European colonial borders contributed to post-colonial conflict because they were basically arbitrarily drawn—or drawn in a way that prioritized the interests of Europeans—without considering the diversity of the continent.
In 1885, colonial borders were drawn by mutual European consent at the Berlin Conference, an agreement that basically ratified European claims to territory gained through conquest. Because colonial borders often became the basis for post-colonial nation-states, peoples with ancient rivalries and grievances—and, at the very least, little common heritage—were crammed together into modern nation-states. What made this particularly toxic was that Europeans often (in the interests of maintaining their empires) favored one ethnic group over another. When European power was removed, clashes often developed over who would control the new state, sometimes with violent consequences.
In Rwanda, for example, the two largest ethnic groups were the Hutus and the Tutsis. Under Belgian colonial rule, the Tutsis were given preferential treatment; the were granted education, prime farmlands, and positions within the colonial bureaucracy. This was a deliberate policy rooted in the Belgian understanding of race and racial hierarchies as well the need to avert unity against their colonial regime. Consequently, it created a legacy of resentment between the two peoples that exploded into conflict repeatedly after independence in the 1960s.

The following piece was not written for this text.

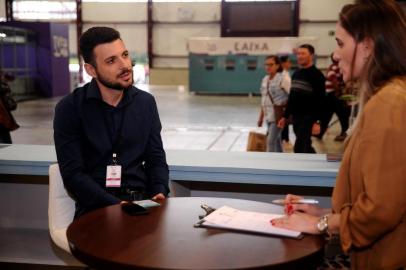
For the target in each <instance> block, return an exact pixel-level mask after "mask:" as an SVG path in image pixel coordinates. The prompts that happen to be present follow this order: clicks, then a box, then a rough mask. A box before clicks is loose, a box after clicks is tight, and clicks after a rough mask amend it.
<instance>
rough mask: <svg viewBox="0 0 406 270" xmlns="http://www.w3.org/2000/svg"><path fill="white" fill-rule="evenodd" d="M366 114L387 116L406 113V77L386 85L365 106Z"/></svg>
mask: <svg viewBox="0 0 406 270" xmlns="http://www.w3.org/2000/svg"><path fill="white" fill-rule="evenodd" d="M364 112H365V114H367V115H368V114H369V115H371V114H372V115H377V114H378V115H379V114H381V115H387V114H390V115H392V116H393V114H399V115H402V114H404V113H405V112H406V77H398V78H394V79H392V80H391V81H389V82H388V83H387V84H385V85H384V86H383V87H382V88H381V89H380V90H379V91H378V93H377V94H375V95H374V96H373V97H371V99H370V100H369V101H368V103H367V104H366V105H365V109H364Z"/></svg>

It was the background for the unspeakable genocide of over 800,000 Tutsi people in 1994.
Similarly, modern Nigeria was created out of two regions that were merged together by the British in the early twentieth century. This brought the majority-Muslim North into conflict with the predominately-Christian South, and contributed to a series of violent conflicts. Because the British's motives were strategic—they hoped to connect the northern part of their holdings in the region to the Atlantic coast—they did not take the political and social realities on the ground into account.
In this way, the arbitrary establishment of borders by European powers contributed to decades of conflict in Africa.